What if You Default on an SBA Loan?
Defaulting on an SBA loan is similar to defaulting on any type of secured loan. The SBA didn’t actually lend you the money, but it did guarantee its repayment. The lender will collect what it can and then file an insurance claim. Most of the time small business owners offer up collateral for their SBA loans, so the lender will want that collateral to make up for the lost payments. Depending on state law, the lender may be able to garnish wages, bank accounts and other personal property.
What Happens if You Default on a Business Loan with Kabbage?
At Kabbage, we have a team of experienced Account Management Professionals who are dedicated to assisting you. Borrowers are responsible for making their monthly payment until the loan is paid in full, but in times of severe financial difficulties, our team is specially trained to help analyze your personal financial situation and determine which solutions you may qualify for and how we may be able to provide financial relief. If you find yourself in trouble with your loan, it’s important to communicate with us quickly and steadily to avoid escalated collections activity.

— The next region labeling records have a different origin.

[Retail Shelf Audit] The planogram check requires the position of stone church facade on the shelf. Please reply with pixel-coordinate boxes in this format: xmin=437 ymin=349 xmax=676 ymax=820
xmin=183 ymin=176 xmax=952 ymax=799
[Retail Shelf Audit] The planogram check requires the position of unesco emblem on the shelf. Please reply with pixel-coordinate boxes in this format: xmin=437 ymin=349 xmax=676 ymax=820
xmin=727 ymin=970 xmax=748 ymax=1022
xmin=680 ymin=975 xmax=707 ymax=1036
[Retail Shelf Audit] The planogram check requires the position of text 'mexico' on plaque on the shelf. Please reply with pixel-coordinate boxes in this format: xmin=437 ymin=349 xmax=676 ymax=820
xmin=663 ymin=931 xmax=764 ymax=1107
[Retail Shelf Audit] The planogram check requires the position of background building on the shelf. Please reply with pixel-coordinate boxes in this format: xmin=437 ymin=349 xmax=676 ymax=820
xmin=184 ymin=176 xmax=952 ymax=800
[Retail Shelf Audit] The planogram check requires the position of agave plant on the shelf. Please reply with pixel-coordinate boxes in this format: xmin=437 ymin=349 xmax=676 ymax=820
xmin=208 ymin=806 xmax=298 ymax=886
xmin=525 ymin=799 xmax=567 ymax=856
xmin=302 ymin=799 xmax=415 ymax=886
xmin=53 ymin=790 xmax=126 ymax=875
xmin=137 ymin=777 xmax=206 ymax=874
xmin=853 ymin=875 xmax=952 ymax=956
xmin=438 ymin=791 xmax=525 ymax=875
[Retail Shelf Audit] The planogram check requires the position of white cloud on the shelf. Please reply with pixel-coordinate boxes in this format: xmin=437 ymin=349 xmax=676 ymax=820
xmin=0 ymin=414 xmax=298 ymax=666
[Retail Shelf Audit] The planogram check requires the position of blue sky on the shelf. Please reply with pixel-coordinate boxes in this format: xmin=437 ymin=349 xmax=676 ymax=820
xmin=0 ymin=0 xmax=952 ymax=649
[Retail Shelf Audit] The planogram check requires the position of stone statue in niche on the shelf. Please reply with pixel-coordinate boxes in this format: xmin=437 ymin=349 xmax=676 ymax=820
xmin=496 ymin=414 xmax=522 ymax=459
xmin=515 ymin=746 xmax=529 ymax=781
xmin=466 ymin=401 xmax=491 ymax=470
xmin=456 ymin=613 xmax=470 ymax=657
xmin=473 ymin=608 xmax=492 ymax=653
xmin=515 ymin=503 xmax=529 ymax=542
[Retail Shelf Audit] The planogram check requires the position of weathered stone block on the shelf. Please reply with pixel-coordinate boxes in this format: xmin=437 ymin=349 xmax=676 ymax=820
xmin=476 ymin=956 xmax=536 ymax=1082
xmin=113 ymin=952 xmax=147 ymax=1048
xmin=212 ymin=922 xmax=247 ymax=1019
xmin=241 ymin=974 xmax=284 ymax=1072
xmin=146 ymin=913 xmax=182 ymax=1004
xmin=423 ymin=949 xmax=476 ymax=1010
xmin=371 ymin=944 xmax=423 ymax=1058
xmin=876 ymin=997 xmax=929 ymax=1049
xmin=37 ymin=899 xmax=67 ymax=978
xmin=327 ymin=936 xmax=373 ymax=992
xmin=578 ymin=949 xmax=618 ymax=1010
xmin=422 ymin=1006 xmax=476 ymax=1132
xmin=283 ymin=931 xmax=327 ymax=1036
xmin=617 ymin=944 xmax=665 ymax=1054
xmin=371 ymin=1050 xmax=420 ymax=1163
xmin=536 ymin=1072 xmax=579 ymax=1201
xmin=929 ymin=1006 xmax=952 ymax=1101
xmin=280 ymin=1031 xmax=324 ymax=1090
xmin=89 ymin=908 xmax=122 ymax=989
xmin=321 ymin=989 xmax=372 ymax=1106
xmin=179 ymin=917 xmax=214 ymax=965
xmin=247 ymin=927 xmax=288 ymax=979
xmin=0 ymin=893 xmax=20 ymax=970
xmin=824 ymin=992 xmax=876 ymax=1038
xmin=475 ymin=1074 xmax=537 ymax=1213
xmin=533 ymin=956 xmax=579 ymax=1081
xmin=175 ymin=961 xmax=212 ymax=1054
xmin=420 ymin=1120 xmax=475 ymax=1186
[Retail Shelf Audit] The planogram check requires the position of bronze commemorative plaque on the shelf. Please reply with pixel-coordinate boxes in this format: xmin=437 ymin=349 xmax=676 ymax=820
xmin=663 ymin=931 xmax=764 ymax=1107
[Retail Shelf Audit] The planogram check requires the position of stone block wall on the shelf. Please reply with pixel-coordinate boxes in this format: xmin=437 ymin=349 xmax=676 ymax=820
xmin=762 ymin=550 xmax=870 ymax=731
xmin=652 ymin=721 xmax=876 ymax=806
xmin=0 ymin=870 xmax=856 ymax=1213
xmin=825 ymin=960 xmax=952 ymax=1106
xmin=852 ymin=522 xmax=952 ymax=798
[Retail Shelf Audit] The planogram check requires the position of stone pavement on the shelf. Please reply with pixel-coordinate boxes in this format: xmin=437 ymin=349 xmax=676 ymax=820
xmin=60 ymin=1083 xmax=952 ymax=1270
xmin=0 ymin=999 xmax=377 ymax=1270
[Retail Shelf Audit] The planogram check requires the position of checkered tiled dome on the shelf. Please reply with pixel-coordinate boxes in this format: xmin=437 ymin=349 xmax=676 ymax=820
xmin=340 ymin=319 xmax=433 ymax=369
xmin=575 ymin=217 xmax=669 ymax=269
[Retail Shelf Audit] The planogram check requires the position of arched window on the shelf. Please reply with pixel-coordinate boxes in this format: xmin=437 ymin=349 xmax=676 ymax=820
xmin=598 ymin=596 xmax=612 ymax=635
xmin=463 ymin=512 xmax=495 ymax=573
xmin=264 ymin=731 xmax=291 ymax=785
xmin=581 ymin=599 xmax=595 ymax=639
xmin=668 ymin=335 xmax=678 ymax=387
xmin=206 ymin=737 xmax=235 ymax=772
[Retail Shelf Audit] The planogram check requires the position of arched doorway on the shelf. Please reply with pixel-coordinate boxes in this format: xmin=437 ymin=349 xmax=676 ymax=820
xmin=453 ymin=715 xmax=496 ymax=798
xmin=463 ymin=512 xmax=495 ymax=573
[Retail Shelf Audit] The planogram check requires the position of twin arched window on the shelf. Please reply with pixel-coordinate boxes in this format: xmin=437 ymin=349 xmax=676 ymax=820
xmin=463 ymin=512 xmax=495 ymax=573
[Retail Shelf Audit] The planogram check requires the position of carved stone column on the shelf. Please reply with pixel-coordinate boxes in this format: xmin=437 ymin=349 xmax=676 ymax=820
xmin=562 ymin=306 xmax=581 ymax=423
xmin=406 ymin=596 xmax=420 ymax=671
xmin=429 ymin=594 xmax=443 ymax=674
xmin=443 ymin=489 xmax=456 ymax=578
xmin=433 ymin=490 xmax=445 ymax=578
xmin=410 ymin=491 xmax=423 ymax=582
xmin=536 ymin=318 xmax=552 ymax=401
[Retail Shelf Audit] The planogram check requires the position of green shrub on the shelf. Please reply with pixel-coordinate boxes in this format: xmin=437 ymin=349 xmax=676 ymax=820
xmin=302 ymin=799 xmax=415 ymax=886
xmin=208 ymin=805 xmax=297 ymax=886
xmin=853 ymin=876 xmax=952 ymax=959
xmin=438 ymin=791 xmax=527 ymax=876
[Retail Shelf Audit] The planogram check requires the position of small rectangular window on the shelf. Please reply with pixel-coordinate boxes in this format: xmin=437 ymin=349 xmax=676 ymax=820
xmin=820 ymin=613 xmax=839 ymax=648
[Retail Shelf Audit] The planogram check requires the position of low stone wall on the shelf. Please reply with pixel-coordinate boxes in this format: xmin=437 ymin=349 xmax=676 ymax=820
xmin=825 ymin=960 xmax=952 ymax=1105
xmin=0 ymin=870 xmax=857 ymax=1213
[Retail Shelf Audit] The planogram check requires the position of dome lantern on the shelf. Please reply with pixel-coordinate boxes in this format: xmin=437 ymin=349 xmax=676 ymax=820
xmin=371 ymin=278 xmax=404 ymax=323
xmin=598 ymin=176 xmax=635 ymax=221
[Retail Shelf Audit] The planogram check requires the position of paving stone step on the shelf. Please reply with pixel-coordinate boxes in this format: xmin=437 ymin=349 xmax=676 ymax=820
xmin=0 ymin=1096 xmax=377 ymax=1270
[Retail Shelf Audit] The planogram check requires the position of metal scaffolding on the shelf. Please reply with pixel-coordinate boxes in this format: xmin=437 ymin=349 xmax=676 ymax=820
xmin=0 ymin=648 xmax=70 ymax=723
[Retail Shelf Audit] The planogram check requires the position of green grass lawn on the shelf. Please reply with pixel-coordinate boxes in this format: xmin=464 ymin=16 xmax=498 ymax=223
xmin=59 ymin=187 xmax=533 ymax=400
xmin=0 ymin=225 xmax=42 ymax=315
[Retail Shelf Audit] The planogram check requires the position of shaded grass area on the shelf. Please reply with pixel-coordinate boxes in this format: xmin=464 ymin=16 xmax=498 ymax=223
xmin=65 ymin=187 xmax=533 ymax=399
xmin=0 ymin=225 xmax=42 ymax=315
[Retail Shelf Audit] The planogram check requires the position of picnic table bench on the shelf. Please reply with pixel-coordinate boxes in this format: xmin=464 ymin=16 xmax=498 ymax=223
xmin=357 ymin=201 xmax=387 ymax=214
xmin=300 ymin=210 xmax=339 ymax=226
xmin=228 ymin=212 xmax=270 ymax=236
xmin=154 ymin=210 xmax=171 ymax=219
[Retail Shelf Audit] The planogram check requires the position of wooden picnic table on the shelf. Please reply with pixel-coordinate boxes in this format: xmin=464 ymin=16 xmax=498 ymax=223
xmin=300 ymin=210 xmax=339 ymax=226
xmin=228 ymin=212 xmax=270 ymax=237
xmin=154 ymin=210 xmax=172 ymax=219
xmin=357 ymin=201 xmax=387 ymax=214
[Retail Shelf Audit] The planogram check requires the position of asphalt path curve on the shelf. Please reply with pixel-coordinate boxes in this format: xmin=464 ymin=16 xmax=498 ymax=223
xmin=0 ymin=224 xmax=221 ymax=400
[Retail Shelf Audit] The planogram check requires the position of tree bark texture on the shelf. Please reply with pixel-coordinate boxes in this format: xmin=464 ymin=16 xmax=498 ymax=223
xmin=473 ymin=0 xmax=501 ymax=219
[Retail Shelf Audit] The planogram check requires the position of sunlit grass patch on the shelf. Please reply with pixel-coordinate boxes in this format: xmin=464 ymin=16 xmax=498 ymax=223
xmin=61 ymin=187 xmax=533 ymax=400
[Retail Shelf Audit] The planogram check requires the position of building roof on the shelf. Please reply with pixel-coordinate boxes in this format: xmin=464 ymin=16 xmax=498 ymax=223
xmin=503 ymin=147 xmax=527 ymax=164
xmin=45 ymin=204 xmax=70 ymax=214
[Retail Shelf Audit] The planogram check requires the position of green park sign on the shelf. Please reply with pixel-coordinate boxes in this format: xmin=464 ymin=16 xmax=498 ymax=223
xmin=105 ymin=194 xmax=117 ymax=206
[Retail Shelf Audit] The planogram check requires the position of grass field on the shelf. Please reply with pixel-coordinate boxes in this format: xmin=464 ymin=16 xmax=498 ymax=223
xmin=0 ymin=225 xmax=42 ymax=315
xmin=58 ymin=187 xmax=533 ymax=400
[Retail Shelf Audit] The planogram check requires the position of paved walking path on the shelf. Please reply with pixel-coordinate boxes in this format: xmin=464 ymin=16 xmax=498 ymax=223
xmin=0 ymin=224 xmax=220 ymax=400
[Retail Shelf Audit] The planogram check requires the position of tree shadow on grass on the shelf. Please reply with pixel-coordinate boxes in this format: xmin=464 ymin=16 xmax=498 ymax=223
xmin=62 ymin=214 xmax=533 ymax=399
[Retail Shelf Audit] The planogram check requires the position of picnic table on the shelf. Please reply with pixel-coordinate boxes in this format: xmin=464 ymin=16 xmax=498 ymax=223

Defaulting on a loan can cause serious issues with your credit score and your ability to secure financing in the future. The best way to avoid going into default is by practicing sound money management that enables you to meet all your credit obligations in a timely manner. But if you reach a financial hiccup that makes it difficult to pay a loan, be proactive and contact the lender sooner rather than later, before the situation escalates. You may be able to get your head back above water without doing harm to your credit score, and your lender will be happy that the debt is satisfied. Also, when considering different loan options, be sure to evaluate the possibility of default, your options, and how you would handle it before accepting terms and taking money.